Congratulations on your upcoming marriage!
Your bridal registry details are all done. Bridal party gifts are all selected and being engraved. The plans for your dream honeymoon have all been secured well in advance of the big day and you have even made plans for the bad weather possibilities that may happen on your special day.
Is there anything you might have forgotten to take the time to sit down and talk over - more than once - with your soon to be spouse?
How about working the financial facts of your soon to launch lifetime together.
"Financially speaking, getting married can have both financial benefits and pitfalls," offered local Certified Financial Planner Russell Dunkin, a financial advisor with the new firm of Fort Henry Capital at 48 - 14th Street in Wheeling.
"On one hand, by combining incomes and residences you'll improve your budget over both paying a mortgage and utilities. On the other hand, if one spouse brings debt or poor credit to the marriage, that can eventually impact the other spouse if debts become an issue for the new couple," offered Dunkin.
Everyone's financials are unique to them, but by the nature of today's financial options there are some things than can be anticipated as largely standardized items likely to need some direct attention from you both - and soon. If you haven't accomplished this task yet, everyone from your religious counselor to your financial advisor will suggest you both make the time for these very important discussions, and will likely underscore the importance of having these matters discussed at the start of your marriage.
Financial disagreements and frustrations are among the most serious threats to marriages in general today, and yet can be very preventable as are some of the potentially costly mistakes that can come from not talking about your respective personal debt, credit report standing, income, financial resources, as well as spending and savings habits and practices.
Make it a point to do some research - you can even do it together.
If you both own property and are planning to sell one and keep the other make sure to check into consequences of how to choose which to keep and which to put on the market.
Compare mortgages, potential penalties, tax structures of each community, resale value short and longterm.
Now may be a good time to secure the services of a tax preparation specialist, and a certified financial advisor courtesy of your employer, your local bank, credit union, or by contacting a professional in private practice.
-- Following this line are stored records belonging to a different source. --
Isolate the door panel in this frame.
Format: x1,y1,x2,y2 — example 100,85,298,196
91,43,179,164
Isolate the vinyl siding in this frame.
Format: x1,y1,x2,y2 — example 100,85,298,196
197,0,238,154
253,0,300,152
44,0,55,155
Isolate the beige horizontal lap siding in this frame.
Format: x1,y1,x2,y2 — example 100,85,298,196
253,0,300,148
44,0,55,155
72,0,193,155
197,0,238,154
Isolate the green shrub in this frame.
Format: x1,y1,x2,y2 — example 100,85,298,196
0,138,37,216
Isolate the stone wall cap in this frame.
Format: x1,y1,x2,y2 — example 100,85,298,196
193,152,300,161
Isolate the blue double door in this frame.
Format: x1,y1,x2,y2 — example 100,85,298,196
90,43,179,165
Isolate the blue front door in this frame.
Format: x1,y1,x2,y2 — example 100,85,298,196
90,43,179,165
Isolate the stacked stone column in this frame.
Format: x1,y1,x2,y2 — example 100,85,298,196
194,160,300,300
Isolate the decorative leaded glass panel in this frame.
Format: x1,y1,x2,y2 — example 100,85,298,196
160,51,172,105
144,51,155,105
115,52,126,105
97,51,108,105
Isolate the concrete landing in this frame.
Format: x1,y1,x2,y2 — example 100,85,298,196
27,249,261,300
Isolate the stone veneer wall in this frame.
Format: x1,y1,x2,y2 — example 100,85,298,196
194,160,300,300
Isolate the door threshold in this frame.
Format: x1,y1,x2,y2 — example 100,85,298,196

If you think the list of to dos for this life changing event - getting married - is almost all checked off as done, experts in the financial circles recommend it is a good time to sit down and get well acquainted with the personal views, habits and opinions your soon to be official better half and you are collectively bringing to this upcoming nuptual.
Communicating about any (and all) debt each of you may be bringing into the marriage can help ward off the "shock and awe" experience when those bills start flowing in. It'll also give you the opportunity to develop a plan for how you'll deal with that debt. Knowing each other's credit scores will help you with that and help you as you make other important financial decisions.
Work together to create a budget and on learning to live well within it.
When you both understand and agree on a budget, it may help you both stick to it, thereby avoiding the financial frenzy that can come from couples simply ignoring their differences.
If you want to keep a little independence when it comes to your finances, that can be done.
Depending on the wealth, a couple is combining keeping assets separate can help reduce tax exposure risks.
For those couples coming into a marriage bringing children and grandchildren's future interests, which are tied to your earlier relationship, some experts will recommend keeping assets separate making it easier to transfer assets to your children while your spouse's assets can go to his or her children.
Estate attorneys can be contacted without obligation when you are considering initial input for planning.
A tax advisor can provide guidance when it comes time to decide if you will plan to file income tax jointly or separately, as such a decision can provide you access to or prevent you from connecting to certain deductions or credits. Things like whether one of you is eligible for deductions based on things like non-refundable medical expenses can be determined with the help of a professional planner.